Declinata in maniera più creativa, serve a
testare la lealtà dei funzionari con programmi di realtà virtuali;
combattere gli sprechi centellinando la carta igienica nei bagni grazie
al riconoscimento facciale; monitorare il grado di attenzione degli
studenti in classe attraverso l’espressione del viso; migliorare il
rendimento dei lavoratori per mezzo dispositivi wireless in caschi e
berretti capaci di controllare costantemente le onde cerebrali di chi li
indossa.
Secondo il Financial Times, ormai il 10% dei contenuti
caricati su iQiyi, il Netflix cinese, viene rimosso in automatico dagli
algoritmi senza bisogno dell’intervento di censori in carne ed ossa.
Tutto
questo è reso possibile dalla gigantesca mole di dati generata dagli
oltre 770 milioni di netizen e dal crescente controllo dello Stato sulle
informazioni grazie alla controversa partnership con i colossi
dell’hi-tech. Per Feng Xiang, docente di legge presso la Tsinghua
University, il coinvolgimento del governo è necessario per impedire che
la nascita di un «capitalismo digitale» – dominato da un «oligopolio di
supericchi» – sfoci in automazione selvaggia e conseguenti licenziamenti
di massa. L’altra faccia della medaglia, tuttavia, è il controllo
orwelliano dello spazio on e offline. Di pochi giorni fa la notizia
della partecipazione di Huawei nell’apertura di un laboratorio per la
«digitalizzazione della sicurezza pubblica» a Urumqi, capoluogo del
Xinjiang.
C’è chi considera la regione autonoma laboratorio per la
formulazione di politiche in futuro estendibili al resto del paese. Di
più. Sfruttando la Belt and Road, la cintura economica tra Asia, Europa
ed Africa, il «modello Xinjiang» rischia – nel bene e nel male – di
farsi strada oltreconfine attraverso la cosiddetta nuova via della seta.
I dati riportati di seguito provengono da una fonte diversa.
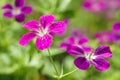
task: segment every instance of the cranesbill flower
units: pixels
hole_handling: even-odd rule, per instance
[[[114,41],[114,35],[111,31],[98,32],[94,37],[100,44],[112,43]]]
[[[83,9],[91,12],[101,12],[106,9],[106,4],[102,0],[85,0]]]
[[[112,52],[108,46],[100,46],[95,51],[85,52],[77,46],[72,46],[68,50],[70,55],[76,56],[74,64],[81,70],[86,70],[93,64],[99,71],[107,70],[110,67],[110,63],[105,58],[111,58]]]
[[[33,38],[36,39],[36,47],[39,50],[47,49],[52,44],[52,36],[55,34],[63,34],[66,29],[64,21],[54,22],[53,15],[44,15],[40,17],[40,23],[36,20],[28,21],[23,25],[23,28],[31,30],[22,36],[19,44],[25,46]]]
[[[113,24],[112,32],[114,34],[114,42],[120,45],[120,22]]]
[[[25,15],[32,12],[31,6],[25,5],[25,0],[15,0],[15,5],[12,6],[10,3],[5,4],[2,9],[5,10],[3,16],[6,18],[15,17],[17,22],[23,22]]]
[[[61,42],[60,47],[67,50],[71,46],[79,46],[80,48],[89,51],[91,48],[87,46],[88,42],[89,39],[87,37],[84,37],[82,34],[80,34],[79,30],[74,29],[72,30],[71,35]]]

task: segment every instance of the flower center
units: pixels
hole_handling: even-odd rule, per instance
[[[87,60],[90,60],[90,61],[96,58],[93,50],[90,53],[85,54],[85,57]]]
[[[21,9],[20,8],[14,8],[12,13],[13,13],[13,15],[19,15],[21,13]]]
[[[39,25],[39,30],[37,31],[38,36],[44,36],[48,33],[48,28],[44,28],[43,26]]]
Ad aprile, Cloudwalk, società con sede nel Guangdong, ha siglato
un’intesa con il governo dello Zimbabwe per la realizzazione di un
progetto di «sorveglianza intelligente», noto come Eagle Eye, debutto
ufficiale dell’AI «made in China» nel continente africano. Come scrive
il giornalista zimbabwiano Farai Mudzingwa, «come sempre, quando viene
introdotto uno strumento di sorveglianza, dobbiamo chiederci se questo
possa essere usato per scopi malvagi. In un paese come il nostro, dove
nel corso degli anni si sono verificate molteplici violazioni dei
diritti umani, temo sinceramente che la tecnologia non venga
effettivamente utilizzata per introdurre un miglioramento».